US 12,333,274 B2
Data-type-aware clock-gating
Joshua Wayne Bowman, Austin, TX (US); Thomas A. Volpe, Austin, TX (US); Sundeep Amirineni, Austin, TX (US); Nishith Desai, Austin, TX (US); and Ron Diamant, Santa Clara, CA (US)
Assigned to Amazon Technologies, Inc., Seattle, WA (US)
Filed by Amazon Technologies, Inc., Seattle, WA (US)
Filed on Dec. 11, 2020, as Appl. No. 17/247,475.
Prior Publication US 2022/0188073 A1, Jun. 16, 2022
Int. Cl. G06F 7/544 (2006.01); G06F 1/3237 (2019.01)

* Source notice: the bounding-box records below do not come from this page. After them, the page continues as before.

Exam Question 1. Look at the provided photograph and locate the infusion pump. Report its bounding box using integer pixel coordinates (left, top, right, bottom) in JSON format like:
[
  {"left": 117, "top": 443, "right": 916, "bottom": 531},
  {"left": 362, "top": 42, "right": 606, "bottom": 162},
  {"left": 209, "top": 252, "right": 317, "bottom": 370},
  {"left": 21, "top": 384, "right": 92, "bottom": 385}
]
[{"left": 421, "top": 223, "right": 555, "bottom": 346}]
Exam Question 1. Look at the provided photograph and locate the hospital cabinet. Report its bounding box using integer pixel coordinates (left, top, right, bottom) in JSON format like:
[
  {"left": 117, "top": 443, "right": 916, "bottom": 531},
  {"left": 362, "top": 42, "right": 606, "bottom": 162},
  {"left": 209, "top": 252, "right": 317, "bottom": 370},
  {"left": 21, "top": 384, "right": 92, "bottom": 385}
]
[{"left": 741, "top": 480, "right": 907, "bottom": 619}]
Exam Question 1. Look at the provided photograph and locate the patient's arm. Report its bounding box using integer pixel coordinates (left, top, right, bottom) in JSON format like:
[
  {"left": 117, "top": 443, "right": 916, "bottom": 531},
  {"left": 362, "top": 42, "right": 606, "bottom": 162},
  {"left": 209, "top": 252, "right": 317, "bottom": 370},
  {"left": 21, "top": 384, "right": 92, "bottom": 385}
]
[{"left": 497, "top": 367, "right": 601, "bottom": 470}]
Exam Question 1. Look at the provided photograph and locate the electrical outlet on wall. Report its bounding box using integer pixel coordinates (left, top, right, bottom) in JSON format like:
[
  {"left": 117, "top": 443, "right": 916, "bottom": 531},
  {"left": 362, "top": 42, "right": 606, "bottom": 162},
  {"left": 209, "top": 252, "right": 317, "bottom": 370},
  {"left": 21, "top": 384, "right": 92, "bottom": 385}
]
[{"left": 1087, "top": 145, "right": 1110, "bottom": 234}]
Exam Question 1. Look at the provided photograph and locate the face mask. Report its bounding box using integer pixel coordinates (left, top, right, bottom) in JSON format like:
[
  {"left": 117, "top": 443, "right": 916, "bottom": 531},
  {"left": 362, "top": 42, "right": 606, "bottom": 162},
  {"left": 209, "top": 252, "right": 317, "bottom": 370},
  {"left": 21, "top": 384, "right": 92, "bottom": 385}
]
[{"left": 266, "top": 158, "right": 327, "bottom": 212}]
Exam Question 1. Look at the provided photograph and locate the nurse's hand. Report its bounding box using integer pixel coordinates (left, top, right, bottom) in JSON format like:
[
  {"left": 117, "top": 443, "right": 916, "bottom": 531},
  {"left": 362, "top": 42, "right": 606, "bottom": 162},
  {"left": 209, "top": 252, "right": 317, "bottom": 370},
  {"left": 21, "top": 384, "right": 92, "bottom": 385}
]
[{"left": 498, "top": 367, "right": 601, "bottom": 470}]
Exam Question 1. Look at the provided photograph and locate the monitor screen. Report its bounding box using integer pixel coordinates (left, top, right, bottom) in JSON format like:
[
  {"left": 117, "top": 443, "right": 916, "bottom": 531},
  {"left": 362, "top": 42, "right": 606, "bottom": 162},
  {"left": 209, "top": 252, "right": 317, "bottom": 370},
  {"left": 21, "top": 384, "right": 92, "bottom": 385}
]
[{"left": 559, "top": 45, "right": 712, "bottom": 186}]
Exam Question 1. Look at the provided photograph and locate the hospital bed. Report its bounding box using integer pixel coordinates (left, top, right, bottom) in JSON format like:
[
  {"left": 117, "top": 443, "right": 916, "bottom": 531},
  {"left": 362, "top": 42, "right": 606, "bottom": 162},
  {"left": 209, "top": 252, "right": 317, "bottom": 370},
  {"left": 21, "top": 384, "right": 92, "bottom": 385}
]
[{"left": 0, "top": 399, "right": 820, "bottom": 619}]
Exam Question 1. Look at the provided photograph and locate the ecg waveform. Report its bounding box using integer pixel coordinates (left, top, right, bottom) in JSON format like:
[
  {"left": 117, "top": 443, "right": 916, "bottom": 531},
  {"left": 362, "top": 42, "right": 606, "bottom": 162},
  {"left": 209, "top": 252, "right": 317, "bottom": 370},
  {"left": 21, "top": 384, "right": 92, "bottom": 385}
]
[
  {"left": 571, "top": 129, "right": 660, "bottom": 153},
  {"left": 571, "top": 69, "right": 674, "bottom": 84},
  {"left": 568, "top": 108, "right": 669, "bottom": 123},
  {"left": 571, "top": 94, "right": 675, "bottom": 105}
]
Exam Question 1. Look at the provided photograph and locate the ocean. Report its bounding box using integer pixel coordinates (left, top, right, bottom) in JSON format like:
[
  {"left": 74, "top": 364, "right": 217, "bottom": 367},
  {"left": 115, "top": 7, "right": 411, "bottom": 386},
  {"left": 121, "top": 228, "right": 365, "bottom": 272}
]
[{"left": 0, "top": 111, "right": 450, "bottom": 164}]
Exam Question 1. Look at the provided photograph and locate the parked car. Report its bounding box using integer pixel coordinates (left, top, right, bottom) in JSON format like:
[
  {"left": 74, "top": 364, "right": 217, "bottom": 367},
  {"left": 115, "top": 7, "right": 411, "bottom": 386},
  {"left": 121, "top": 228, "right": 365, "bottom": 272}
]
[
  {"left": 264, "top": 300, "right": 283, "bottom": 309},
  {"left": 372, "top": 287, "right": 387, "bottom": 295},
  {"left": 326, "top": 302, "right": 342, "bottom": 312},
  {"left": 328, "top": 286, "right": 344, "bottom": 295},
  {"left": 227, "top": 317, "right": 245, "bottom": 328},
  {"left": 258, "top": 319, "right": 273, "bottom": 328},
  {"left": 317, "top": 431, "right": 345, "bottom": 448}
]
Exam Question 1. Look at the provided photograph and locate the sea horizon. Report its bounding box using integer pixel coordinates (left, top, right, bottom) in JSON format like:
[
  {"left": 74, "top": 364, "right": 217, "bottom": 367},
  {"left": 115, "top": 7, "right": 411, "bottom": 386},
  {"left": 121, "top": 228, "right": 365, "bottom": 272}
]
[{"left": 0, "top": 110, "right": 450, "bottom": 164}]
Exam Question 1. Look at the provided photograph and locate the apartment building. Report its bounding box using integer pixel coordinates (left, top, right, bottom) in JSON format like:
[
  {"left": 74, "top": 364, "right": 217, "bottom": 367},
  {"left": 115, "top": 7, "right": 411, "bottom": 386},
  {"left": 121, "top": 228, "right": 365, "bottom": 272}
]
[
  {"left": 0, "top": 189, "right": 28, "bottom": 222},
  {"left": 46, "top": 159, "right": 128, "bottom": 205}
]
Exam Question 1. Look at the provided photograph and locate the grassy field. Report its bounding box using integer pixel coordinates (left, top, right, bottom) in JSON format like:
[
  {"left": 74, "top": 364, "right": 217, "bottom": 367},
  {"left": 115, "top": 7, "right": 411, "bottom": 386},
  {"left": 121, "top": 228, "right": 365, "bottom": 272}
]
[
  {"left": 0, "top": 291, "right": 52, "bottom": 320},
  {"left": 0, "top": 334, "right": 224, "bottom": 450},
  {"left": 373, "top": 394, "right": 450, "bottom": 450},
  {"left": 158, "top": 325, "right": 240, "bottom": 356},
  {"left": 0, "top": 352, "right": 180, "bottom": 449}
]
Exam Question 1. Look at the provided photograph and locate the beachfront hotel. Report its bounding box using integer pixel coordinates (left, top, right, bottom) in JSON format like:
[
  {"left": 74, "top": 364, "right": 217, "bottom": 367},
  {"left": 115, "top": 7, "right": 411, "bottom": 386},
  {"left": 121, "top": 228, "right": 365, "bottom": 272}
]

CPC G06F 7/5443 (2013.01) [G06F 1/3237 (2013.01)] 20 Claims
OG exemplary drawing
 
1. An integrated circuit device comprising:
an array of processing elements arranged in rows and columns, wherein each processing element includes:
a weight register configured to store a floating-point weight value that supports a plurality of data types;
a first weight clock-gate circuit configured to clock-gate a first portion of the weight register independently from rest of the weight register based on a clock enable signal, wherein the first portion of the weight register is configured to store a first group of weight data bits, wherein the clock enable signal is generated by combining results of comparing each bit stored in the first portion of the weight register with a corresponding input bit of an input to the first portion of the weight register, and wherein the first group of weight data bits is unused for a first data type, and includes both used and unused bits for a second data type;
a feature map (FMAP) register configured to store a floating-point FMAP value that supports the plurality of data types;
a first FMAP clock-gate circuit configured to clock-gate a first portion of the FMAP register independently from rest of the FMAP register, wherein the first portion of the FMAP register is configured to store a first group of FMAP data bits that are unused for a second data type of the plurality of data types;
a multiplier configured to multiply the floating-point FMAP value with the floating-point weight value to generate a multiplication result; and
an adder configured to add the multiplication result to a partial sum input to generate a partial sum output.